Anyone want to write a Dragon book on mappings?

I am surrounded by X/R and O/R mapping geeks here at Microsoft. (It’s building 35. So there are fewer X/O mapping geeks.) Some of my colleagues are close to a victory over the “Vietnam of Computer Science”. We have real mapping heroes around here: they actually served in the O/R war or they worked on mapping-related “black hole projects” that died a flaming death some time ago (or just recently). The problem with mappings as I see it is … they are too much of a black art. There isn’t a single textbook (as far I can tell) that would describe foundations and engineering principles of mappings, as far as the best software engineers understand them today.

 

Have a look at our humble tutorial on inter-paradigmatic mappings:

 

            Title: Mappings make data processing go 'round

 

Authors: Ralf Lämmel and Erik Meijer

 

From the abstract: “Whatever programming paradigm for data processing we choose, data has the tendency to live on the other side or to eventually end up there. The major paradigms for data processing are Cobol, object, relational and XML […] This tutorial lists and discusses mapping scenarios, mapping techniques, impedance mismatches and research challenges regarding mappings.”

 

This tutorial scratches the surface of mappings as they are needed in data-processing applications today. Really, I don’t know much about mappings; my co-author actually knows a lot more, but we turned off aggregation mode for this tutorial when we had arrived at 50 packed pages. (Check out the exercises in the appendix, if you are looking for new interview questions!) Eventually, someone has to make an effort to write a text book on the subject – something of the kind of the “Dragon book” – but on mapping (instead of compilation). However, some reflection on the history of compilation reveals that this topic has been in the center of academic and industrial research around the time when books like the Dragon book were produced. I am not sure that mapping is getting so much attention by research yet. Of course, the model-driven silver bullet will eventually make obsolete the kinds of mappings that we are struggling with nowadays. In fact, I gorge every MDxyz book I can get my left hand on, but these folks already operate in a different galaxy than I have access to.
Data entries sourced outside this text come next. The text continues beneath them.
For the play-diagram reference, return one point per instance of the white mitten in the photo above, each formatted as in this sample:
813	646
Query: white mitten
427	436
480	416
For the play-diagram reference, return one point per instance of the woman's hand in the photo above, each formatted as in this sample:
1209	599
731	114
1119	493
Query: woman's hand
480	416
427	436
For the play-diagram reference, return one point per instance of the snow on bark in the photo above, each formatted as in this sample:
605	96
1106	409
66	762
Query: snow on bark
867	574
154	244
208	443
I was hoping for a book on mapping that applies to established platforms with down-to-earth needs for data access layers for XML and relational data; data-model evolution should be covered by this book as well.

 

Anyway, if:

  • I get time and
  • I manage to dive deeper and
  • I am not getting bored by the subject and
  • the problem is not getting obsolete in due course and
  • nobody else wants to write a book about the relevant mappings,

then I may perhaps get back to this subject in say 1 year and start working on a textbook.